Coupables d'être belles et oser descendre dans l'arène politique, cheveux au vent, armées de leur grâce et de leurs atours.
« Ils » les voudraient transparentes ou mieux, invisibles. « Ils » les rêveraient plus proches du petit peuple et plus sobres, prêtes à renoncer à toute féminité, à troquer l'institut de beauté contre le premier coiffeur pour hommes et à abandonner le collier de perles et les boucles d'oreilles. L'engagement politique, comme « ils » le prétendent, ne s'accommode ni de talons aiguilles, ni de rouge à lèvres.
« Ils », ce sont ces gardiens du temple qui ont décrété que la politique est une affaire de mâles. A les écouter, une militante doit impérativement s'enlaidir, sacrifier sa nature, se « masculiniser » et abandonner au vestiaire ses coiffures, en même temps que ses compétences, son intégrité et son respect pour les valeurs qui font la démocratie.
C'est la condition sine qua none pour être admise dans les salons politiques où tout s'achète et tout se vend, jusqu'à la dignité. Où tout se négocie et se marchande, jusqu'aux voix des électeurs, marchepied vers le pouvoir, son prestige et ses avantages. Alors seulement, elle sera libre d'enchaîner les meetings, de disserter sur les bienfaits de la démocratie, d'animer des conférences sur les vertus de la séparation des pouvoirs, de revendiquer la lutte contre la corruption.
« Ils » consentiraient toutefois que la grâce et la beauté féminine puissent entrer en politique, pour peu que nos belles laissent de côté, toutes velléités féministes. A la tribune, les beaux tailleurs pourraient avoir droit de cité exceptionnel, pour autant que prendre la parole ne signifierait pas pour la gente féminine, défier les moustachus de service, en dénonçant leurs travers, en leur faisant la leçon ou en affichant une volonté de s'émanciper de leur tutelle ancestrale. En un mot, la femme est autorisée à faire de la figuration, mais afficher sa volonté de liberté et d'indépendance, relève du crime de lèse-macho. Impensable !
On dit des femmes qu'elles sont fragiles comme le cristal et qu'elles sont si faciles à briser. Il faut dire qu'elles ont perdu tant de batailles et consommé tant de défaites, face à la tyrannie multiséculaire du mâle, qui n'en finit plus de brandir sa virilité, pour justifier sa dictature. Au lieu de les affronter sur le terrain des idées et du débat pacifique, « ils » préfèrent espionner leur vie amoureuse, traquer leurs antécédents coupables de chirurgie esthétique, ou guetter leurs fréquentations cosmétiques, forcément douteuses. Autant de sournoiseries destinées à dissuader celles qui, par malheur, auraient oublié de s'enlaidir, de manifester une quelconque opinion politique. Ainsi, sans combat ni cause à défendre, nul n'attentera plus à leur vie privée, ni ne menacera de livrer au grand jour les petits secrets de leur foyer.

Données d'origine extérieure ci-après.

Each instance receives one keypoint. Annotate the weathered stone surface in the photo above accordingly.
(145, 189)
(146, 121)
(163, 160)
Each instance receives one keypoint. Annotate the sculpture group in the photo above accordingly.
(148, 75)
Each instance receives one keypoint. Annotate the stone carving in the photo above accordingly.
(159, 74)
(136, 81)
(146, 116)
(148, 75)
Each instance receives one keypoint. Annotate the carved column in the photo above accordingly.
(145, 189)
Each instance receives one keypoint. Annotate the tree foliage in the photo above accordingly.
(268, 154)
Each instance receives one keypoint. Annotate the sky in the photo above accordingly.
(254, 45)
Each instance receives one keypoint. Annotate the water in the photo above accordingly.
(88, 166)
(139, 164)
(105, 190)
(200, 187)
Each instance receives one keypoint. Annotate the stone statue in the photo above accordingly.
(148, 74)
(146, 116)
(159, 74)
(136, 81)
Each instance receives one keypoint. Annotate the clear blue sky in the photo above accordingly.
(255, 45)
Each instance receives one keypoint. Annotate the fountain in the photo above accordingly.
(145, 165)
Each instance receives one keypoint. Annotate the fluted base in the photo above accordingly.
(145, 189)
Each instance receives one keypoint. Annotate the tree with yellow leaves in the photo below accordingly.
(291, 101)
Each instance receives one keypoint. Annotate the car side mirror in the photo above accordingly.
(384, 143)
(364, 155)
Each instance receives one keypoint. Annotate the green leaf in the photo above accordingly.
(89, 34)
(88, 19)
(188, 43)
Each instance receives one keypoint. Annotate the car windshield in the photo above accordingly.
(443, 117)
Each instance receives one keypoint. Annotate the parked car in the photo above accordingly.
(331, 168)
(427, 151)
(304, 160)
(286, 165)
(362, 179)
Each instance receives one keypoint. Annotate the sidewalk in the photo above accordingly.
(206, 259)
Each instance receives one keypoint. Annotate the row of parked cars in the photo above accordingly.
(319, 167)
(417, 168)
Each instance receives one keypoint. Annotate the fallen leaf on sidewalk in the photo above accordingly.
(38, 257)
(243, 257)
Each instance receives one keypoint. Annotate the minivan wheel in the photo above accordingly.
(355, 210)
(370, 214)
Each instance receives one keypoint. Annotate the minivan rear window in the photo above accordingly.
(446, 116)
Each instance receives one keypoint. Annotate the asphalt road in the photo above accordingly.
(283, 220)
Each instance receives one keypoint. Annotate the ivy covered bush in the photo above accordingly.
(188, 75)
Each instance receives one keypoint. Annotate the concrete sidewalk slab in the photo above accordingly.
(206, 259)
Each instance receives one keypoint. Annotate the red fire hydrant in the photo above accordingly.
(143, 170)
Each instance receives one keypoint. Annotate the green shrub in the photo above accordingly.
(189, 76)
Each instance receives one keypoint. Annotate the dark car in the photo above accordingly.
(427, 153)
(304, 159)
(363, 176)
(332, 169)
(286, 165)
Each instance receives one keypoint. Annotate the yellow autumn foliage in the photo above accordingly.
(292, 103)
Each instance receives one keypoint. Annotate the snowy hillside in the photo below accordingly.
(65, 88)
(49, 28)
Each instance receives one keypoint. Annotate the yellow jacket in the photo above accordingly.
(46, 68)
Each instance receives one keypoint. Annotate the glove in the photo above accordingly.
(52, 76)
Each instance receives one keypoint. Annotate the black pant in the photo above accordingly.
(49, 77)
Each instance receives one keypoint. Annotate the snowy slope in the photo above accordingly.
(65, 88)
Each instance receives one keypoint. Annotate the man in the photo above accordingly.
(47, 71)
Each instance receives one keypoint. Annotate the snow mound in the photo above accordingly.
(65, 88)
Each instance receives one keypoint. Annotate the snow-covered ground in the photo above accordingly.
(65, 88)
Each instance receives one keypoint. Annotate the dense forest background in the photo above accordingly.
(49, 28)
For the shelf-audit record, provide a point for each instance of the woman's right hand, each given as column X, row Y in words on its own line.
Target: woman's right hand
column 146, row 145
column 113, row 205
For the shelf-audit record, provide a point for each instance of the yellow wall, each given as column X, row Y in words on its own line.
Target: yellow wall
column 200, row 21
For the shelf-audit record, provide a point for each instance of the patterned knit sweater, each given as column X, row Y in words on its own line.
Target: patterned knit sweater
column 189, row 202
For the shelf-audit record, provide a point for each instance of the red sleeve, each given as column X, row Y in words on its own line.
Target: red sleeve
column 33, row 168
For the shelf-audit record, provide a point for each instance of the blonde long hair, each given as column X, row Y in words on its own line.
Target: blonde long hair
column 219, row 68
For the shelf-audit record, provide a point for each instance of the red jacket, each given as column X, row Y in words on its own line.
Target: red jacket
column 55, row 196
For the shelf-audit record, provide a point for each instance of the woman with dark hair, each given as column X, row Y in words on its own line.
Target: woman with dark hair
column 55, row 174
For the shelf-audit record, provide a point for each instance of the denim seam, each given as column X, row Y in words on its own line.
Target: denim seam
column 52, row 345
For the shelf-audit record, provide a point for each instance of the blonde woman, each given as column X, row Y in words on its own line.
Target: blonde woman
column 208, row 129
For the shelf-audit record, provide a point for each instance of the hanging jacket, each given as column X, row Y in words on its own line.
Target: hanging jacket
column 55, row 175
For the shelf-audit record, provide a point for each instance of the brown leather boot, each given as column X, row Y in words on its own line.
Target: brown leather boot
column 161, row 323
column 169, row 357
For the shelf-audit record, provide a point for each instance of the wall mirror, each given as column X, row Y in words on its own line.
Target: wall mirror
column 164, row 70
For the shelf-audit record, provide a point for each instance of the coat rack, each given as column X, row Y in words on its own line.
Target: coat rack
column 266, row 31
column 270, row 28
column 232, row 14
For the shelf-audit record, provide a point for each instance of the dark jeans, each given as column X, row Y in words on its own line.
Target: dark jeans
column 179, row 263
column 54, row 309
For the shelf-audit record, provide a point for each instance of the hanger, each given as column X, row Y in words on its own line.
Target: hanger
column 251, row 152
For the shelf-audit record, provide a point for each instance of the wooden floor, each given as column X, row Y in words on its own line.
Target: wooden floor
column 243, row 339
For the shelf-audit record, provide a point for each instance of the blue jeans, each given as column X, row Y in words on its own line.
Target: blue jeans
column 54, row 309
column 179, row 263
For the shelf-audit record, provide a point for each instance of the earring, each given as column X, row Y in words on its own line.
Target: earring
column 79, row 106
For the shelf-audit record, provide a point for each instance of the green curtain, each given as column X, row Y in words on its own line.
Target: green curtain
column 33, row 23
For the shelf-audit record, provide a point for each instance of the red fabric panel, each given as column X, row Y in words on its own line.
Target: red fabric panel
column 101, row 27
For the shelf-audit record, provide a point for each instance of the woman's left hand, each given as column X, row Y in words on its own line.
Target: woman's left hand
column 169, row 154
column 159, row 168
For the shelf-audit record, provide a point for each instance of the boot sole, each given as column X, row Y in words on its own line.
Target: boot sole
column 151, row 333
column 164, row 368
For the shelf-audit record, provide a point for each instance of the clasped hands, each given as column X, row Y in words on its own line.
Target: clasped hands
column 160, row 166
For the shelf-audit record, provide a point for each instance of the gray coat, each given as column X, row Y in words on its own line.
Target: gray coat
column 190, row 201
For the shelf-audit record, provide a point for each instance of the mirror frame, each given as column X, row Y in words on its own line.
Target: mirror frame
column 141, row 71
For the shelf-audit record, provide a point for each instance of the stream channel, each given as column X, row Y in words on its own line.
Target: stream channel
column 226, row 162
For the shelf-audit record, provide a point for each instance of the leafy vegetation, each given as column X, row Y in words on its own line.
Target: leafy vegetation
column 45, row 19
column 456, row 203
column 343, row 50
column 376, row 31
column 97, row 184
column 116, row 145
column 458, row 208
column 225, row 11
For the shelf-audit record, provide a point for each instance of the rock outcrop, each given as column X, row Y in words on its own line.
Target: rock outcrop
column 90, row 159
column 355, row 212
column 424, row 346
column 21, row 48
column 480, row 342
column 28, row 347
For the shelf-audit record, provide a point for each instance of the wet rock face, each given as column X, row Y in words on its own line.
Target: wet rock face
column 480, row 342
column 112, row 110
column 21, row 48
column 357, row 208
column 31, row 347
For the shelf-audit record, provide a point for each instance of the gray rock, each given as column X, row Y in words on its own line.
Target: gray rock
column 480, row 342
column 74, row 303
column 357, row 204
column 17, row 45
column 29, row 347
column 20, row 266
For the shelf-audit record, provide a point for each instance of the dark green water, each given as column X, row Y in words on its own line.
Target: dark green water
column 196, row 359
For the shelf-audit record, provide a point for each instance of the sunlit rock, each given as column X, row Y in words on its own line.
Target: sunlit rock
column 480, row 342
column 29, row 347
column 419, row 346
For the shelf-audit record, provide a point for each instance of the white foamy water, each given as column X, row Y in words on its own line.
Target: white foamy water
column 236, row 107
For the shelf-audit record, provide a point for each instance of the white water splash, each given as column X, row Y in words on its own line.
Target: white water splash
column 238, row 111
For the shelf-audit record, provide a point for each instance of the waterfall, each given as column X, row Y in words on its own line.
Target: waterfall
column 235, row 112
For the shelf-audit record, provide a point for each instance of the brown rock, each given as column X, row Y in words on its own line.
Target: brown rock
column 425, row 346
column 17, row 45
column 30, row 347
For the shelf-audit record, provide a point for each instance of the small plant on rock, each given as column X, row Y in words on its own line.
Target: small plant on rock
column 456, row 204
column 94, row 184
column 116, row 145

Dès les premiers mois de son mandat de Chef de Gouvernement, et bien qu'il est clairement fait mention d'égalité, dans la Constitution, Abdelilah Benkirane n'avait pas manqué de s'illustrer et se répandre en propos machistes, faisant la démonstration de cette ignorance qui imprègne tant notre inconscient collectif. On se souvient, entre autres sorties du Chef du gouvernement, de sa réponse à une question du journaliste d' « Al Jazeera », déclinée avec la proverbiale et déplorable spontanéité qui est la sienne :
«J'ai pour mission la gestion des affaires de l'Etat, et non pas un quelconque crépage de chignons, dans les bains publics féminins ! ».
C'est encore de la chevelure, dont on dit sous nos latitudes, qu'elle est la moitié de la beauté d'une femme, dont il sera question, quelques mois plus tard, dans l'éditorial d'un quotidien de gauche lorsqu'il s'agira de donner la réplique à une opinion exprimée par Nabila Mounib, Leader du Parti Socialiste Unifié (PSU).
Réplique choquante, pour une publication, dont les pionniers firent tant et tant pour la cause féminine et le droit des femmes. Un éditorial qui se voulait humoristique et qui se fit ignominieux et insultant à évoquer une supposée propension de Nabila Mounib, à baigner dans « l'art de la coiffure, au point de proposer aux partis politiques des séances d'essai de différentes coiffures ».
Au même chapitre des infamies, ce cheikh salafiste de sinistre réputation, connu pour son obséquiosité vis-à-vis de la monarchie et qui n'avait trouvé meilleur argutie pour exprimer son rejet des manifestations contre la grâce royale d'un pédophile espagnol, que de traiter les honnêtes gens qui manifestaient de « prostituées », comme si la calomnie et la grossièreté devaient fatalement se nourrir d'un parfum de scandale féminin.
Piètres lapsus qui trahissent notre misogynie et notre ignorance sacrée.
Pour nos pitoyables leaders politiques, qui s'éprouvent plus héroïques les uns que les autres, la meilleure façon de conforter leur supposée virilité politique est de s'en prendre aux femmes, improvisées victimes expiatoires si commodes.